Die Berge an den Talbecken Südtibets sind stark erodiert. Unterhalb der Höhe von 4700 bis 5000 Metern spült der Fluss stark die Ufer aus. Dazu kommt, dass es hier abwechselnd taut und friert. Dies führt zu Erdrutschen und Bergstürzen. In Höhen von über 5000 Metern bewirken abwechselndes Tauwetter und Frost eine starke erodierende Kraft. In den Höhenlagen zwischen 5600 und 6000 Metern sind Spuren von Eiszeitgletschern zu sehen.
 
Das Hochland in Nordtibet

Das Nordtibet-Südqinghai-Hochland ist das Zentrum des Qinghai-Tibet-Hochplateaus. Dieses Hochland neigt sich in südöstlicher Richtung von 5000 Metern bis auf 4000 Meter. Hier herrscht ein kaltes und trockenes Klima. Durch starke Glazialerosionen und Fröste wird der Boden hier stark in Mitleidenschaft gezogen. Die Seebecken in Nordtibet und das Hochland im Süden von Qinghai sind Regionen mit Frostböden. Das Nordtibet-Hochland, das im Autononmen Gebiet Tibet liegt, erstreckt sich von Nordwest nach Ost über eine weite Fläche. Hier befinden sich Hügel, Talmulden und Becken mit zahlreichen Seen.
 
Der Südteil des Nordtibet-Hochlandes umfasst ein ca. 1000 x 700 km großes Gebiet zwischen dem Kunlun-Gebirge und dem Kangdeze-Gebirge. Hier befinden sich zahlreiche Seen, wie etwa der Namco-See und der Silingco-See. Die meisten Seebecken und Talniederungen liegen in Höhenlagen zwischen 4400 Metern und 4700 Metern. Sie sind durch Berg-und Hügelerosionen entstanden. Im Gebirgsgebiet befindet sich eine ausgedehnte Fläche von Diluvialböden. Mit dem Rückgang der hier befindlichen jüngeren Seen verstärkt sich die Mineralisation des Seewassers. An den Seeufern liegen viele Terrassen. Manche davon sind um 100 bis 200 Meter höher als die Seen. Mit einer durchschnittlichen Höhe von 5000 Metern fällt Nordtibet von Nord nach Süd allmählich ab.
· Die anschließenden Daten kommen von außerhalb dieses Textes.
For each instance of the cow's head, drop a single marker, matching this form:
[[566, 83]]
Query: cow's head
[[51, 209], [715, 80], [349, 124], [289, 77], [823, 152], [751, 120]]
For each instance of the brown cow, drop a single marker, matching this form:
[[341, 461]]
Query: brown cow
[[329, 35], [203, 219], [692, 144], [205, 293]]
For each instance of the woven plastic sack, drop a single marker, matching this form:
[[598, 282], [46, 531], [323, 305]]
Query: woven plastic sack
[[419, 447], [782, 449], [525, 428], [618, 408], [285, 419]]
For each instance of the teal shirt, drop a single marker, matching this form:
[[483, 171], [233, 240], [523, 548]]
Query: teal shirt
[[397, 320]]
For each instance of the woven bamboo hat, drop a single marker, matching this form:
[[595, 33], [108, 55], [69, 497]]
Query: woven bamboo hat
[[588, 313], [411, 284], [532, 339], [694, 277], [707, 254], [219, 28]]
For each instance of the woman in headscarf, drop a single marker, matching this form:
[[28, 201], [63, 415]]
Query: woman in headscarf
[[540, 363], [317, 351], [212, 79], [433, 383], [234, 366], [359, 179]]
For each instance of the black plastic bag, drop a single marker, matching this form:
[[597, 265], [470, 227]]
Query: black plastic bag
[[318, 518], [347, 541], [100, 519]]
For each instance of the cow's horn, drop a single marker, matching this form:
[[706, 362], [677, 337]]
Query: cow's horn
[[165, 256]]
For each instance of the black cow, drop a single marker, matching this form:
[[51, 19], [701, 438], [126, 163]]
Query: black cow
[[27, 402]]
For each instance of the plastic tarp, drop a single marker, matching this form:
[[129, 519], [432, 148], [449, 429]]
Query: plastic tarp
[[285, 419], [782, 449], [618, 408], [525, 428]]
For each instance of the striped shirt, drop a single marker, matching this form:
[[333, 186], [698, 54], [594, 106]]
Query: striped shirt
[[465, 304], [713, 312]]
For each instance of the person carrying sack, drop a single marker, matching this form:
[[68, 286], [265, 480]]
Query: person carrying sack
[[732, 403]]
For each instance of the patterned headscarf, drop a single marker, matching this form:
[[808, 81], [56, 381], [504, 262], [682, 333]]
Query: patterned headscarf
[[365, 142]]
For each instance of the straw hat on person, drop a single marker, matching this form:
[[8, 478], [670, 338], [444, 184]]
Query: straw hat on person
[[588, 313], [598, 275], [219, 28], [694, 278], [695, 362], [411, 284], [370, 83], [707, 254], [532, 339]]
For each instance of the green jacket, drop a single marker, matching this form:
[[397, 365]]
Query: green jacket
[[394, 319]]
Der größte Teil dieses Hochlandes weist Dauerfrostböden auf.
 
4. Parallel verlaufende Berge und Täler das Hengduan-Gebirges
 
Das Hengduan-Gebirge zieht sich durch den Südostteil des Qinghai-Tibet-Hochplateaus sowie durch Osttibet und Westsichuan hin. Die Berge und Täler hier verlaufen parallel zueinander.
 
Die meisten Berge in diesem Gebiet haben Höhen von mehr als 4500 Metern. So sind sie um 2000 bis 4000 Meter höher als die umliegenden Flüsse. Der höchste Berg hier, der Gonggar (7556 Meter), ist um mehr als 6000 Meter höher als der Fluss Dadu unweit östlich von ihm. Anders als der Teil des Hengduan-Gebirges, der im Autonomen Gebiet Tibet liegt, erodiert sein südlicher Teil stark, so dass sich dessen Höhe verringert.
 
Die vielgestaltige Topographie des Hengduan-Gebirges ist durch dessen Struktur und die klimatischen Verhältnisse dieser Gebirgsregion bedingt. Über die hohen Berge sind viele ozeanische Gletscher verteilt, und zwischen den Bergen und Tälern bestehen enorme Höhenunterschiede. Vielerorts liegen alte und neue Sedimentschichten aufeinander. Flüsse, die das Hengduan-Gebirge durchschneiden, spülen kräftig die Ufer aus, so dass hier starke Flusserosionen verursacht werden. Die Böschungen der Täler sind steil und instabil. Häufig kommt es hier zu Bergstürzen und Erdrutschen. In der Regenzeit gehen oft heftige Güsse nieder. Dann wird häufig Schutt, der sich am Berghang angesammelt hat, zusammen mit Erdreich und Pflanzen ins Tal gespült. So entstehen hier Schlammströme, die ungeheuere Schäden anrichten können.